Again, the more specifics you provide, the better chance we have of providing a useful response!
- May 3, 2011 @ 10:35amjustin says:Here is an example of what I want to do.
1)Find a kml of Major League Baseball Stadiums.
2)Convert the kml to shapefile
3)In ESRI software select points in a public domain dataset that are within 5 miles of converted kml files
4)manually sift through the selected records for the records I want
I am downloading google kml files from forums that people create with their own free time. I believe that google states anything created or derived from imagery on their website is copyrighted. I am using the kml google data to spatially query a public domain dataset. Does this sound like copyright infringement?
- May 4, 2011 @ 11:38amGClement says:The additional info really helps!
Before launching into a response, please understand that there are two major elements of your question:
(1) Copyright implications of what you are doing with the kml files
(2) Potential breach of contract implications based on the use of content that Google has licensed to you
Since the scope of this CAN Forum is copyright (not contract law), my response is limited to #1.
My not-a-lawyer analysis of your situation is as follows:
a. The data contained in any given kml file may NOT be copyrightable. For instance, if the kml file contains latitudes and longitudes or other address-like information, the data is simply not eligibile for copyright protection under US Copyright Law. This fact would apply to geospatial coordinates, whether lat/long, UTMs, street addresses, zip codes, etc.
b. What could be copyrightable in the kml file is the arrangement of the data. So the actual mark up -- the xml tagging -- could represent value added by the file creator, and s/he could assert copyright ownership over the markup.

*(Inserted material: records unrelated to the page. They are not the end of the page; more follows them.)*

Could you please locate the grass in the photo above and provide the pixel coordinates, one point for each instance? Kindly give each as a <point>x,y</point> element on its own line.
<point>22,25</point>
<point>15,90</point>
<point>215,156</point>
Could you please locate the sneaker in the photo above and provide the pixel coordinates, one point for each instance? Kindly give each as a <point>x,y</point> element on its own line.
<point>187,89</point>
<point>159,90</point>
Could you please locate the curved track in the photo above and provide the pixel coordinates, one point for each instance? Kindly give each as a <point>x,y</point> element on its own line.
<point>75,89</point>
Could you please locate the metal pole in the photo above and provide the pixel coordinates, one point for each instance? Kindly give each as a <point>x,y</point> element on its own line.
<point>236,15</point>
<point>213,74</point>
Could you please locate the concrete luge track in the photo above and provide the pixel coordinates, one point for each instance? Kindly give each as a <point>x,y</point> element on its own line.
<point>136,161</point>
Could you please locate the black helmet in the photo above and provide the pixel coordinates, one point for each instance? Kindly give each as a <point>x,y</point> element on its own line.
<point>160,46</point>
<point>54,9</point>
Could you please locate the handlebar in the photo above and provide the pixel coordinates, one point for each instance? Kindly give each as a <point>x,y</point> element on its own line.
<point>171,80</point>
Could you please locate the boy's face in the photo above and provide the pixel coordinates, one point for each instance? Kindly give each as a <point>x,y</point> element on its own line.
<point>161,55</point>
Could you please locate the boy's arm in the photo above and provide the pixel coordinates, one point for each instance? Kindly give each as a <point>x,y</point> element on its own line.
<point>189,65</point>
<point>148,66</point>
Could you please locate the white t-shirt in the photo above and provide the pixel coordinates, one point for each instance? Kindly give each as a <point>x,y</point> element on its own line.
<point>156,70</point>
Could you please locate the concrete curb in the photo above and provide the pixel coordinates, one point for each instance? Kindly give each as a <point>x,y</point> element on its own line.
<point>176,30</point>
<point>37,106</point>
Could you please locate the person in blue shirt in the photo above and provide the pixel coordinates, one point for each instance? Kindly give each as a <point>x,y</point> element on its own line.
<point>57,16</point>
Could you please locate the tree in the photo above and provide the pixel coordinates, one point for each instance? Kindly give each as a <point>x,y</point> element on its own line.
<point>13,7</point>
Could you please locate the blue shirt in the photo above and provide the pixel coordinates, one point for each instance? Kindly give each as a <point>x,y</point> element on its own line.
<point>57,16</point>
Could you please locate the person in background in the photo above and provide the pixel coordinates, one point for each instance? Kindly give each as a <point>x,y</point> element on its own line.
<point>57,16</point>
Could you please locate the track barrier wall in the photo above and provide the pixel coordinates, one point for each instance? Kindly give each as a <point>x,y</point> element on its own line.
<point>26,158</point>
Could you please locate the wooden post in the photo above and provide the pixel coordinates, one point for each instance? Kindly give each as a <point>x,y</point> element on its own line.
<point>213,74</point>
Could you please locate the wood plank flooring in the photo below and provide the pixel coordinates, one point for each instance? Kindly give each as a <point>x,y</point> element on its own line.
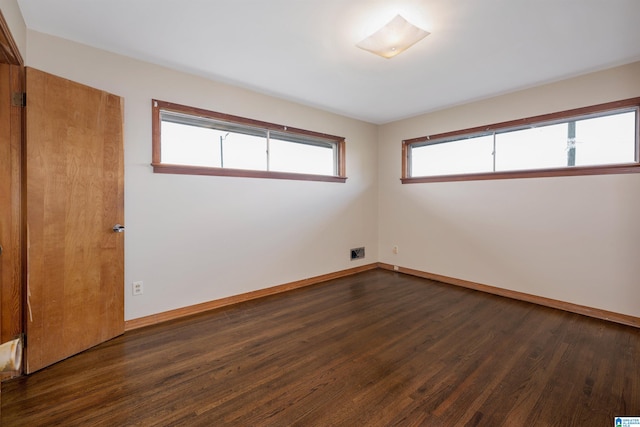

c. Because of (b) above, your act of converting the kml file to shapefile for use in an ESRI ARC product could then infringe the copyright owner's right to control the making of derivative works from her/his coprighted work.
Also, your copying of the shape file into the ESRI software would infringe the copyright owner's rights to control reproduction of his/her protected work.
d. Therefore, the use you describe could be an infringement of copyright if you do not secure permission for your use ....BUT that is not the end of the story!
e. If your use falls within one of the statutory exceptions to the copyright owner's rights, such as Fair Use, your use is NOT an infringement. Fair Use allows you to make use of copyrighted works -- in certain circumstances -- without permission. Fair Use has equal standing in US copyright law as the rights of the owner, so if you use qualifies as a Fair use, you are fully compliant with copyright law.
To determine if your use is Fair, you need to evraluate it with respect to four factors specified in Copyright Law (Title 17, Section 107). Various handy tools, including the Fair Use Checklist, can help you to make that evaluation properly. ( see http://copyright.columbia.edu/copyright/files/2009/10/fairusechecklist.pdf)
f. BUT this is not the end of the story either!
g. IF you agreed to some kind of license that prohibits your use -- such as the Ternms and Conditions statement on the Google earth site -- the license pre-empts, or trumps, any rights you have under Copyright Law such as Fair Use. In other words, you can kiss your Fair Use right goodbye by agreeing to the terms of a license. We on this Forum can not help you interpret the terms of the license at Google but you may want to check with your local GIS librarian, GIS data manager, or your legal counsel.
Hope this helps with your project, justin, and thanks for sharing your very interesting and appropriate question on the CAN Forum!